Et puisque nous en sommes aux violents il y a lieu de bien préciser ce point fondamental : le réveil du Yin optimise le Yang. Le réveil du Yin n’altère pas le Yang, au contraire il l’améliore, en le (nous) débarrassant de ses excès.

 

Bien des gens, adeptes de « la manière forte », c’est-à-dire de l’usage de la force militaire, de la force Yang, de l’élimination de l’adversaire (prison ou mort) peuvent avoir une vue faussée de la politique de réveil de La Belle. Ils peuvent penser que cette politique implique le renoncement à la politique d’affrontement et d’élimination qui est déjà en cours. C’est tout à fait inexact. Et pour bien comprendre ce point important il y a lieu d’apporter ici quelques précisions.

 

La politique Yang telle qu’elle est mise en œuvre actuellement en Colombie se caractérise par une certaine efficacité mais aussi par une brutalité notoire et une nocivité incontestable. Les « bavures » ne manquent pas, ses effets secondaires se traduisent par des morts, des injustices, des destructions absolument indésirables et non souhaitées. L’usage de la force Yang pour la libération des otages des guérillas leur fait courir un très grand risque. Leurs familles ne s’y trompent pas et le plus souvent s’y opposent totalement. Le plus souvent, la politique Yang ne peut être, ne l’oublions pas, qu’une politique hyper Yang, déséquilibrée, excessive, étant donné l’excès chronique de ce pôle de l’énergie. Henry de Montherlant disait : « Il n’y a pas le pouvoir, il y a l’abus de pouvoir, rien d’autre. » De même, il n’y a pas la force, il y a l’abus de la force, rien d’autre. Le risque de l’abus de la force, malgré toutes les précautions qui peuvent être prises, malgré les garde-fous qui peuvent être installés, est permanent. Et l’abus du pouvoir est la réalité quotidienne du peuple colombien. Le peuple se retourne alors contre le pouvoir.

 

Il y a une relation inverse entre la brutalité et l’efficacité : plus un système est brutal, moins il est efficace. Les êtres forts, par contre peuvent et savent être doux, alors que les être faibles seront brutaux. La brutalité est un signe de faiblesse. « La méchanceté est la réussite des ratés[1] ».

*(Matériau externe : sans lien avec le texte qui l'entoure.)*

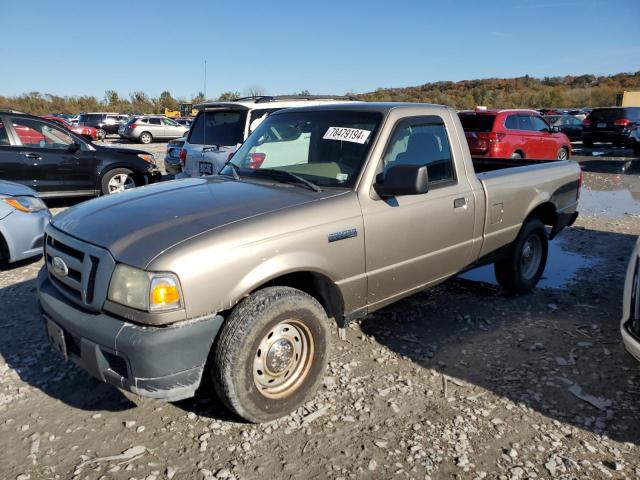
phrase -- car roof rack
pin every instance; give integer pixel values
(276, 98)
(10, 110)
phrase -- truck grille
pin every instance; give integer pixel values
(79, 270)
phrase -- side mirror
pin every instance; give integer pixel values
(403, 180)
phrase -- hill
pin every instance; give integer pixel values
(521, 92)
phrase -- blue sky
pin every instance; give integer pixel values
(84, 48)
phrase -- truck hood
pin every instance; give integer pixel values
(139, 224)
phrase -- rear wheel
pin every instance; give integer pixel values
(271, 353)
(563, 154)
(521, 270)
(146, 137)
(118, 180)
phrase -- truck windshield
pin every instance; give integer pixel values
(327, 148)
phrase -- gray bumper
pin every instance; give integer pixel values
(165, 363)
(24, 233)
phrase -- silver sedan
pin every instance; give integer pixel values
(23, 218)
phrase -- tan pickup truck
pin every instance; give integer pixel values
(323, 215)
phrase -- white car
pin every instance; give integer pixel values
(220, 127)
(630, 325)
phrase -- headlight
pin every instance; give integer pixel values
(147, 157)
(26, 204)
(148, 291)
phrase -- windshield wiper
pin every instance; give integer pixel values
(292, 176)
(234, 169)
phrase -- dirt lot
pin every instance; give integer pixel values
(459, 381)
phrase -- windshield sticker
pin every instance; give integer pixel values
(354, 135)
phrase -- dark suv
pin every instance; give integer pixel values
(610, 125)
(56, 162)
(104, 123)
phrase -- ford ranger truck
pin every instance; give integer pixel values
(239, 276)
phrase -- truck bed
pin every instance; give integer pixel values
(483, 165)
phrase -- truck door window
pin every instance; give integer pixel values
(422, 144)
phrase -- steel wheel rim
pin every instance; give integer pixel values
(120, 182)
(530, 257)
(283, 359)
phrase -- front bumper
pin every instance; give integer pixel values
(24, 233)
(164, 363)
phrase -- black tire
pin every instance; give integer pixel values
(111, 174)
(513, 273)
(146, 138)
(563, 154)
(238, 356)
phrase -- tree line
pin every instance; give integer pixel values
(520, 92)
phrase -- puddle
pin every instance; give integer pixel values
(562, 268)
(609, 203)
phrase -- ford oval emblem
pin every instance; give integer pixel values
(59, 267)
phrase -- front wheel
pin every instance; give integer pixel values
(117, 180)
(271, 353)
(521, 270)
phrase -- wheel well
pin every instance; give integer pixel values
(318, 286)
(546, 213)
(4, 249)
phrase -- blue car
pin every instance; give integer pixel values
(23, 218)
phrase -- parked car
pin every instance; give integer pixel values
(88, 133)
(609, 125)
(23, 218)
(172, 162)
(513, 134)
(104, 123)
(630, 325)
(567, 124)
(634, 139)
(185, 122)
(54, 161)
(237, 276)
(146, 129)
(220, 127)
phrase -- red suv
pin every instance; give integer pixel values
(513, 134)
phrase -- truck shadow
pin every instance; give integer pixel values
(25, 350)
(529, 349)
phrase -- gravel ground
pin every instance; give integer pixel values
(459, 381)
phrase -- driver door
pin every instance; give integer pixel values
(51, 163)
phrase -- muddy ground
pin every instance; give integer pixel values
(459, 381)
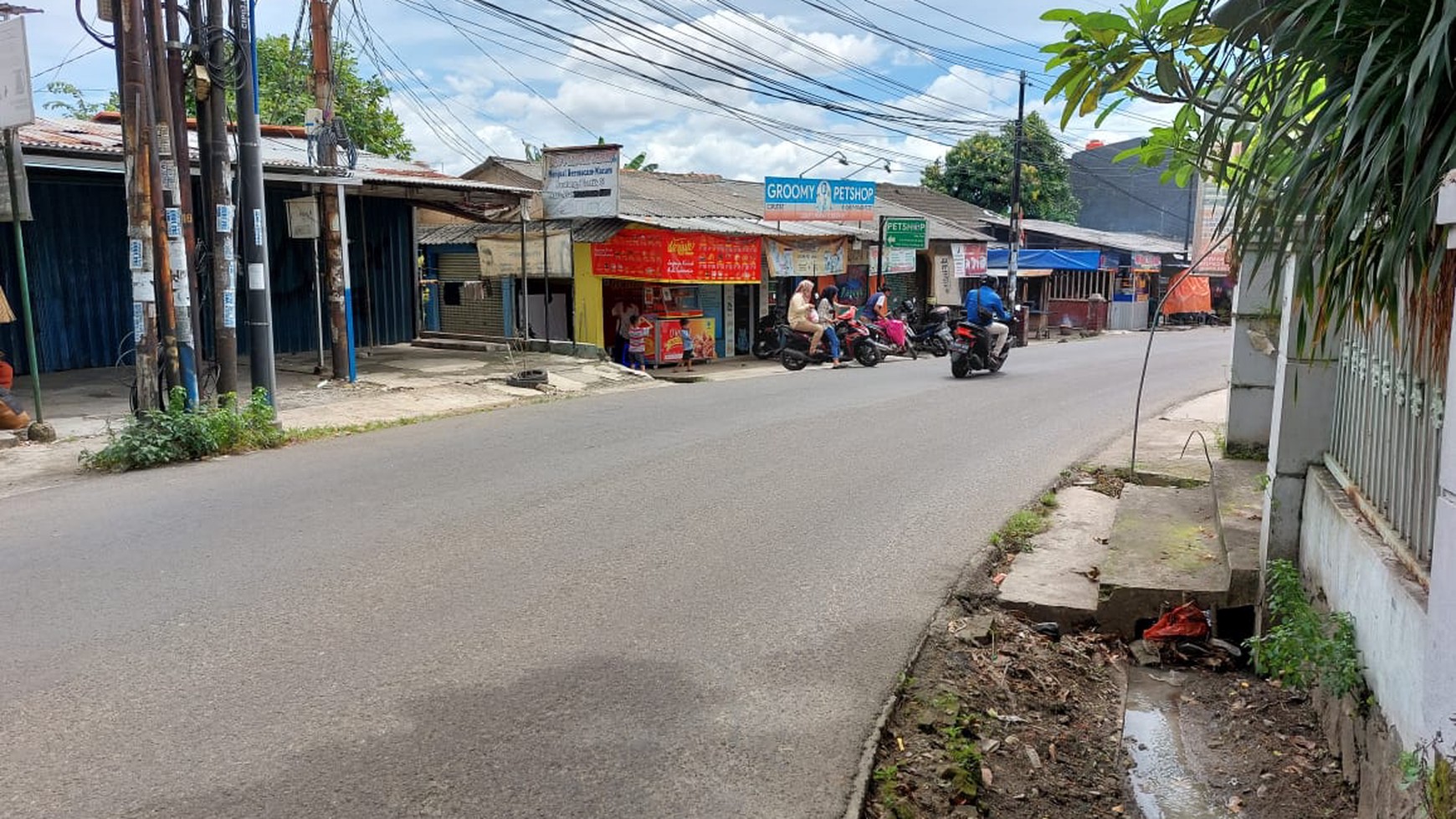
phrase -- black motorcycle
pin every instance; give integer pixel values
(766, 342)
(972, 348)
(854, 340)
(929, 332)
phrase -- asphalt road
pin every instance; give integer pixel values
(673, 602)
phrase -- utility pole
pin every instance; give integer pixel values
(218, 214)
(1015, 194)
(319, 29)
(136, 130)
(255, 223)
(171, 246)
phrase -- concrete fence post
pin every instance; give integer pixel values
(1302, 412)
(1255, 335)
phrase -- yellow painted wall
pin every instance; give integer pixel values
(588, 299)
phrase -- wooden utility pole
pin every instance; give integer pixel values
(218, 212)
(136, 128)
(171, 243)
(319, 29)
(255, 217)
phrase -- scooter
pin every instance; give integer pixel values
(931, 335)
(972, 348)
(854, 340)
(766, 336)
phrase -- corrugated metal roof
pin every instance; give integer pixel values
(935, 204)
(466, 233)
(1130, 242)
(279, 153)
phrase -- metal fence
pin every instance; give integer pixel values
(1389, 409)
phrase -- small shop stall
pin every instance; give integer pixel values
(673, 275)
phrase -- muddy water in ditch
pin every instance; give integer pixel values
(1164, 783)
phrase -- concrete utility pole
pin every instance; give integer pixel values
(319, 29)
(255, 222)
(171, 246)
(218, 214)
(1013, 256)
(136, 130)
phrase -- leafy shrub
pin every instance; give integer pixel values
(178, 434)
(1305, 648)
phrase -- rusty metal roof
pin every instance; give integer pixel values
(279, 153)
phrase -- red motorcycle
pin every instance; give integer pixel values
(972, 348)
(854, 340)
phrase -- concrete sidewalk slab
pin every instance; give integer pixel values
(1050, 582)
(1165, 549)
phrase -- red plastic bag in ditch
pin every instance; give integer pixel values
(1182, 623)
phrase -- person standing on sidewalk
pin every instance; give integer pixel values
(688, 344)
(637, 344)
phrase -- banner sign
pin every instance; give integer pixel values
(806, 259)
(580, 182)
(787, 198)
(672, 256)
(968, 259)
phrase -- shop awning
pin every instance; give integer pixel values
(1047, 259)
(1023, 273)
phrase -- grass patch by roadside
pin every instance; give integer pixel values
(181, 434)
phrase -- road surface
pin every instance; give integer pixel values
(673, 602)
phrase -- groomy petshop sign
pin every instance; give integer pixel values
(787, 198)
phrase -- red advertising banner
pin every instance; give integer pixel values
(670, 256)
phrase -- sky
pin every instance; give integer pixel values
(739, 88)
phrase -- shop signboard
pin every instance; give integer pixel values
(897, 261)
(673, 256)
(17, 105)
(968, 259)
(1147, 262)
(580, 182)
(807, 259)
(905, 232)
(788, 198)
(666, 342)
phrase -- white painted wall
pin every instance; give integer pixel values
(1361, 575)
(1440, 671)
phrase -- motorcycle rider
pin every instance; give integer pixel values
(987, 299)
(830, 311)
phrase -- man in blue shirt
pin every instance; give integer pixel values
(987, 297)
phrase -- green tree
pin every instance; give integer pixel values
(78, 106)
(1330, 125)
(979, 171)
(285, 74)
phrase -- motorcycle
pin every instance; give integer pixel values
(854, 340)
(766, 336)
(884, 332)
(934, 334)
(972, 348)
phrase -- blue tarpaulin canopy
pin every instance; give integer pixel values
(1054, 259)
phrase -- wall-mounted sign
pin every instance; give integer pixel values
(17, 105)
(905, 233)
(807, 259)
(788, 198)
(580, 182)
(673, 256)
(968, 259)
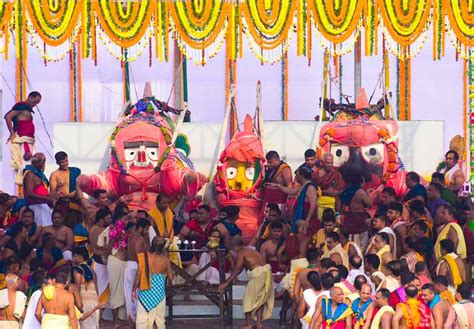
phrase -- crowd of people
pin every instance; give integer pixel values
(338, 254)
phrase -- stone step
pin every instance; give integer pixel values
(214, 311)
(237, 294)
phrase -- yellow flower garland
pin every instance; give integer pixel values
(53, 24)
(199, 25)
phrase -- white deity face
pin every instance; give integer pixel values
(141, 155)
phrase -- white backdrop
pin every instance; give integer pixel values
(436, 90)
(289, 138)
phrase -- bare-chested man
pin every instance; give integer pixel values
(151, 305)
(269, 248)
(65, 176)
(414, 309)
(450, 264)
(101, 200)
(63, 234)
(20, 124)
(63, 181)
(439, 308)
(138, 242)
(354, 202)
(35, 187)
(58, 305)
(330, 181)
(383, 317)
(101, 247)
(453, 172)
(258, 297)
(276, 172)
(12, 308)
(301, 281)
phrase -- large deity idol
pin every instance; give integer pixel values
(144, 160)
(239, 177)
(363, 143)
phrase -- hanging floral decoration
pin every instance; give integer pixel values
(201, 27)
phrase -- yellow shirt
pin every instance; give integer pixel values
(461, 248)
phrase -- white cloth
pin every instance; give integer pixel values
(17, 151)
(42, 214)
(130, 304)
(211, 274)
(102, 277)
(31, 322)
(20, 301)
(145, 320)
(311, 299)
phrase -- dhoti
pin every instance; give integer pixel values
(42, 214)
(89, 301)
(288, 281)
(116, 274)
(100, 271)
(130, 272)
(259, 292)
(9, 324)
(30, 321)
(211, 274)
(156, 315)
(17, 151)
(55, 321)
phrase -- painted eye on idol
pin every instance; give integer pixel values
(152, 153)
(231, 172)
(250, 173)
(340, 154)
(131, 153)
(373, 153)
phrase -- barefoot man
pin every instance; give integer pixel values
(12, 304)
(453, 172)
(101, 247)
(258, 297)
(439, 308)
(35, 189)
(19, 122)
(63, 181)
(153, 269)
(137, 243)
(58, 305)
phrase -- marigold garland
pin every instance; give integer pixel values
(471, 114)
(75, 86)
(53, 26)
(21, 50)
(336, 24)
(405, 25)
(269, 28)
(284, 85)
(200, 26)
(124, 28)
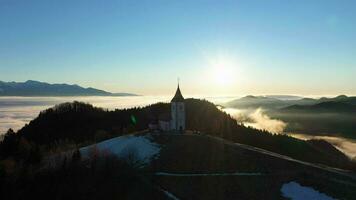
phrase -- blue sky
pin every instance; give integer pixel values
(305, 47)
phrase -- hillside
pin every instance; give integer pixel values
(201, 167)
(275, 102)
(77, 124)
(330, 117)
(78, 147)
(36, 88)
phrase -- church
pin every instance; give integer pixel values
(175, 121)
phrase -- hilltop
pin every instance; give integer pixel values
(36, 88)
(113, 152)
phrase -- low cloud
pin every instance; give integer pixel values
(257, 119)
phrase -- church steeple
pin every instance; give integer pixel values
(178, 97)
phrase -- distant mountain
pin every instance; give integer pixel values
(278, 102)
(324, 107)
(36, 88)
(268, 102)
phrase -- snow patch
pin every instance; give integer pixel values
(295, 191)
(141, 147)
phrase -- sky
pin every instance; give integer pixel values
(304, 47)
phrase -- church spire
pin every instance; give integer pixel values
(178, 97)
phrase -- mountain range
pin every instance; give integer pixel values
(272, 102)
(36, 88)
(323, 116)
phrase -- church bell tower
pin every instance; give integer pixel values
(178, 112)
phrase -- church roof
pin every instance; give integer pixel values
(178, 97)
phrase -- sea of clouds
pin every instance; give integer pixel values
(15, 112)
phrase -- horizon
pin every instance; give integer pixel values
(216, 48)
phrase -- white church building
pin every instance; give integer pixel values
(176, 121)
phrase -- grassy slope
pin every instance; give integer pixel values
(200, 154)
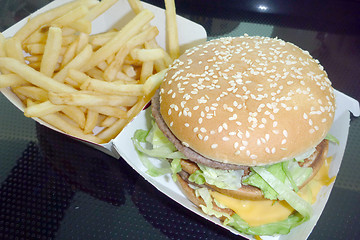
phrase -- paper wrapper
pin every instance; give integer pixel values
(166, 185)
(192, 34)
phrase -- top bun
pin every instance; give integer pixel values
(247, 100)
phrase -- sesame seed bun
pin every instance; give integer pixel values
(247, 100)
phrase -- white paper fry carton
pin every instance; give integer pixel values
(191, 34)
(165, 184)
(118, 15)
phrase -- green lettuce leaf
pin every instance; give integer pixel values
(153, 143)
(256, 180)
(285, 193)
(281, 227)
(225, 179)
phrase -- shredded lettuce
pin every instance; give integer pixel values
(277, 181)
(332, 138)
(235, 221)
(158, 146)
(208, 208)
(289, 173)
(175, 167)
(281, 227)
(225, 179)
(256, 180)
(285, 193)
(197, 177)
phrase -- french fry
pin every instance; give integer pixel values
(33, 76)
(100, 39)
(75, 114)
(91, 121)
(69, 53)
(42, 109)
(45, 18)
(72, 83)
(111, 132)
(39, 36)
(51, 52)
(108, 121)
(123, 78)
(2, 52)
(78, 62)
(75, 81)
(171, 29)
(13, 49)
(77, 76)
(35, 48)
(32, 92)
(111, 88)
(99, 9)
(146, 70)
(95, 73)
(90, 99)
(128, 31)
(83, 41)
(11, 80)
(146, 55)
(57, 121)
(159, 64)
(136, 6)
(71, 16)
(109, 111)
(146, 35)
(153, 82)
(81, 25)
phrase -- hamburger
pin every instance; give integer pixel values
(244, 122)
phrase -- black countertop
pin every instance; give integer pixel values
(54, 187)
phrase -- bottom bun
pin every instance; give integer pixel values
(198, 201)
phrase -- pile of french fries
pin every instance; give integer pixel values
(89, 86)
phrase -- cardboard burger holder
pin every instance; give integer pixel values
(191, 34)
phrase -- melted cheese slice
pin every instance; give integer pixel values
(257, 213)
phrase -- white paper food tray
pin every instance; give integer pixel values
(190, 33)
(165, 184)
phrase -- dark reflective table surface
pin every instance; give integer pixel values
(54, 187)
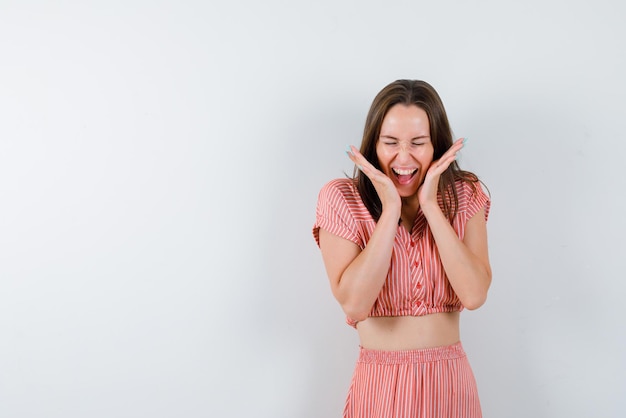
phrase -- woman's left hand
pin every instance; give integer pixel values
(427, 193)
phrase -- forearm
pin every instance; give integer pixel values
(362, 280)
(468, 272)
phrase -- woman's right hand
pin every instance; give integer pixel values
(386, 190)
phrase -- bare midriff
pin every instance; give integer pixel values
(409, 332)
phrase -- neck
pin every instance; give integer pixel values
(410, 205)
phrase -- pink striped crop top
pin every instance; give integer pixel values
(416, 284)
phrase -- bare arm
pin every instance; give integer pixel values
(466, 261)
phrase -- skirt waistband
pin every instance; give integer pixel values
(422, 355)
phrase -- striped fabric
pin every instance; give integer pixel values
(416, 283)
(427, 383)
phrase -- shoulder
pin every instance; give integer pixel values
(340, 189)
(472, 197)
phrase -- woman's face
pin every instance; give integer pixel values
(404, 148)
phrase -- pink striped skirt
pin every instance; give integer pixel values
(426, 383)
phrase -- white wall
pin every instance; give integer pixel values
(159, 168)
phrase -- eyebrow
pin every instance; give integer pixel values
(412, 139)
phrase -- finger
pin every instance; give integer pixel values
(357, 158)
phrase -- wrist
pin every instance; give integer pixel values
(430, 208)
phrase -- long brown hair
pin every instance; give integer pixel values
(424, 96)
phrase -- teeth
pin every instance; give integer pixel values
(404, 172)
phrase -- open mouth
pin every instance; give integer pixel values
(404, 176)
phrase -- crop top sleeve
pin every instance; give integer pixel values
(338, 212)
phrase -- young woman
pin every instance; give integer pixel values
(404, 244)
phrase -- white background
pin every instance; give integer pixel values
(159, 168)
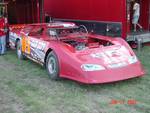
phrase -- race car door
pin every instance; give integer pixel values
(34, 45)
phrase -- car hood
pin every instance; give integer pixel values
(109, 57)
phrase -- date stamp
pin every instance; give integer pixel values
(122, 102)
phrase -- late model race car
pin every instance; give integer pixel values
(69, 51)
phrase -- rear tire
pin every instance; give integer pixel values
(19, 51)
(52, 66)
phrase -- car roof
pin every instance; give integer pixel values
(56, 25)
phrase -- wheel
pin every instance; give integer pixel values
(19, 51)
(83, 29)
(52, 66)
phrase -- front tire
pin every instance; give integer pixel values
(52, 66)
(19, 51)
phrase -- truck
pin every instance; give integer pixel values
(105, 17)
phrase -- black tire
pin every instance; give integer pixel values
(52, 66)
(19, 51)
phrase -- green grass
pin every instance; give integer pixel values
(26, 88)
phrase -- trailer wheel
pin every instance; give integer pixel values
(52, 66)
(19, 51)
(83, 29)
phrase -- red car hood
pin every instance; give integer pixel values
(109, 57)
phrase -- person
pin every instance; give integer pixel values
(48, 18)
(136, 15)
(3, 30)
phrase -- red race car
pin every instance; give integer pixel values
(69, 51)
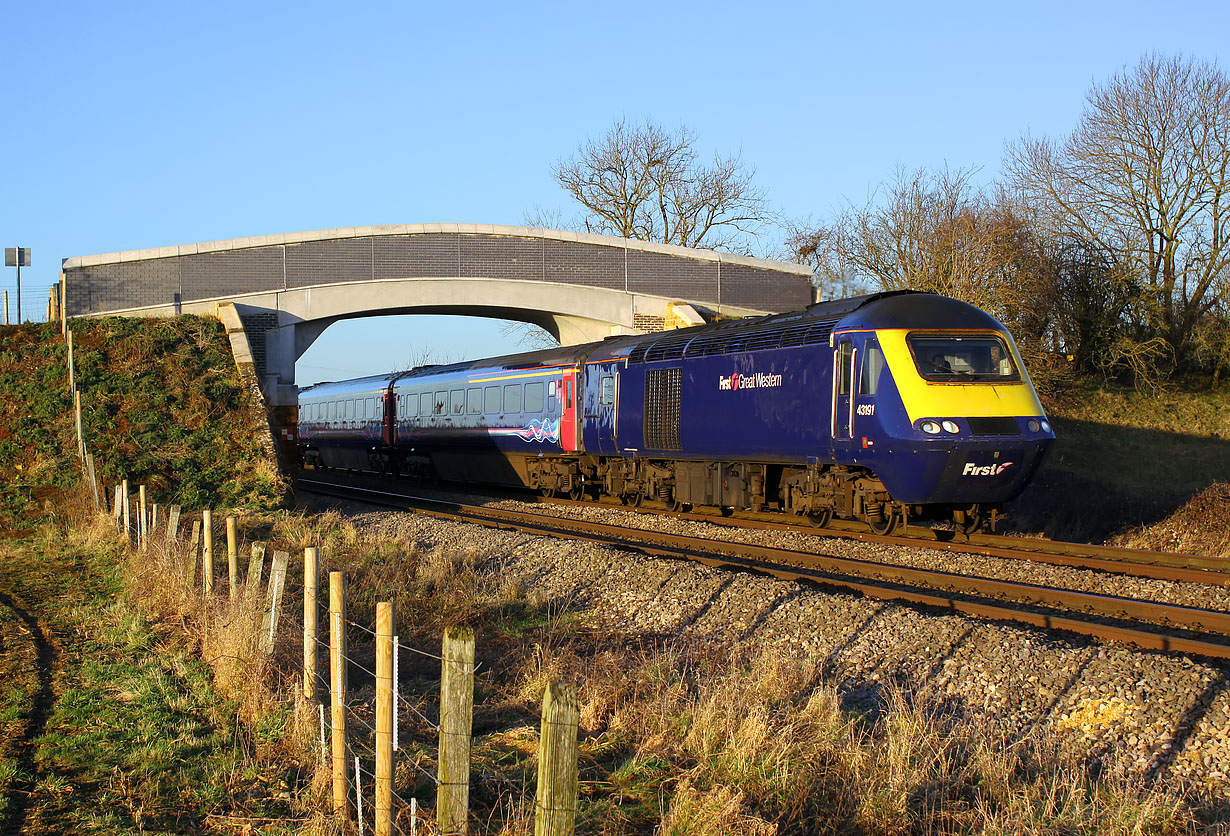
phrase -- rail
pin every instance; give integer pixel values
(1149, 625)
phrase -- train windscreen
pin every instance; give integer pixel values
(963, 358)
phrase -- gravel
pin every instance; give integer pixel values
(1142, 714)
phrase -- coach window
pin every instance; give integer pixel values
(872, 364)
(491, 400)
(845, 357)
(534, 397)
(513, 397)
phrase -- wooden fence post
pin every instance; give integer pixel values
(456, 722)
(68, 338)
(385, 708)
(555, 810)
(207, 557)
(128, 518)
(193, 553)
(273, 600)
(76, 416)
(337, 690)
(233, 557)
(172, 524)
(311, 611)
(94, 483)
(143, 519)
(255, 566)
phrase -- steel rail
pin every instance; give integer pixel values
(822, 568)
(1139, 563)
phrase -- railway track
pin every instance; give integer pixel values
(1160, 566)
(1149, 625)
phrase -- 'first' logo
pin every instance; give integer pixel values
(984, 470)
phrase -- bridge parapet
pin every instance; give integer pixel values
(289, 288)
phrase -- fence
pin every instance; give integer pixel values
(345, 738)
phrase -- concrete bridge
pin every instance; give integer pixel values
(287, 289)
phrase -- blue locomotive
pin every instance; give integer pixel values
(881, 407)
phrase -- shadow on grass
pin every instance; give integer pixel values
(1102, 480)
(14, 819)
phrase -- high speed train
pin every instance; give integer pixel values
(881, 408)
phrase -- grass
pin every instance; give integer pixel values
(135, 737)
(700, 740)
(162, 405)
(1123, 460)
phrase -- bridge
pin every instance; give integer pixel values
(287, 289)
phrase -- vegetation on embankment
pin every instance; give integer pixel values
(1124, 460)
(110, 722)
(161, 405)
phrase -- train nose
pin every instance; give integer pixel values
(989, 472)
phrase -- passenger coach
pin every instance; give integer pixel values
(880, 407)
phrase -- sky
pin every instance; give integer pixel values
(146, 124)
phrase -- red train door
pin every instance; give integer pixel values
(568, 424)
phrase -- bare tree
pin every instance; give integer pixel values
(821, 247)
(1145, 180)
(642, 182)
(934, 231)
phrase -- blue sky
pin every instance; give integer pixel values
(146, 124)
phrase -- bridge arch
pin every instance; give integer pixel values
(287, 289)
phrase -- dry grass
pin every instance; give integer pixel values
(677, 739)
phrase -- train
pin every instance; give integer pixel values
(886, 408)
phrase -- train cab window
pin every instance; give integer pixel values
(491, 400)
(513, 397)
(534, 397)
(963, 358)
(872, 364)
(845, 366)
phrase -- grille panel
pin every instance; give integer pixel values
(994, 425)
(662, 408)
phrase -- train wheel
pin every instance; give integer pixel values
(972, 523)
(884, 525)
(822, 518)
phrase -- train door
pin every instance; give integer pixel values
(844, 364)
(568, 424)
(599, 406)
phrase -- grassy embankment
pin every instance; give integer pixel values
(677, 738)
(108, 721)
(1149, 471)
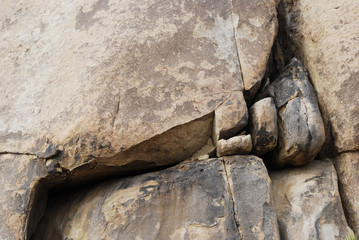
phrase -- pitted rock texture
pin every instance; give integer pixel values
(96, 78)
(234, 146)
(263, 124)
(308, 204)
(256, 23)
(197, 200)
(347, 166)
(325, 35)
(300, 126)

Les maîtres en Arts Martiaux sont aussi des guerriers. Ils sont aussi des utilisateurs d’armes. Mais leurs coups d’épées portent exactement. Leurs coups d’épées sont millimétriques, d’une efficacité totale, et sans effet secondaires. Ils pourraient faire d’excellents chirurgiens. D’eux, on ne peut pas dire qu’ils soient brutaux, mêmes si leurs coups sont implacables. Mais leur force est patente. Leur « secret » : l’équilibre Yin/Yang. A travers toutes leurs pratiques, à travers leur purification, celle de leur technique mais surtout celle de leur personnalité, grâce à la pratique de la concentration et de la recherche de l’équilibre, ils ont réveillé leur force Yin et ont transformé leur violence en force et leur faiblesse en douceur. Ils ont alors l’accord du peuple.

 

Le réveil du Yin optimise le Yang. Le Yang est nécessaire, tout comme le Yin. Prôner le réveil du Yin ne signifie pas renoncer à une politique Yang, mais travailler à son optimisation. Parmi les violents, certains se transformeront, certains vont comprendre et vont se soumettre à quelque plan de reconversion (le terme conversion convient particulièrement). Mais pas tous. Certainement pas tous. Il ne faut pas rêver, il ne faut pas être naïf. Et, dans ce cas le « traitement » de ces inconvertibles ne peut être que Yang.

 

Rajoutons qu’une des caractéristiques de la guerre de guérilla est l’infiltration. La guérilla s’infiltre dans la société, et à certains moments, sans qu’on l’ait vue arriver, elle lui porte ses coups fatals. C’est un procédé Yin mis au service d’une cause hyper Yang. Il revient aux Forces Armées de développer aussi ce mode d’action Yin (elles le font déjà ; l’Intelligence, les renseignements, reposent sur ce travail souterrain, invisible, en réseaux) si elles veulent pouvoir un jour infiltrer la jungle (ou la société) pour enfin capturer ou éliminer les têtes de la guérilla.

 

Le Plan Patriota (Yang) doit à l’évidence être complété, complémenté par un Plan Matriota (Yin) si l’on veut qu’il soit le plus efficace à moindres frais. Et par frais, malheureusement, il y a lieu d’entendre : morts, souffrances, destructions, désolation, etc.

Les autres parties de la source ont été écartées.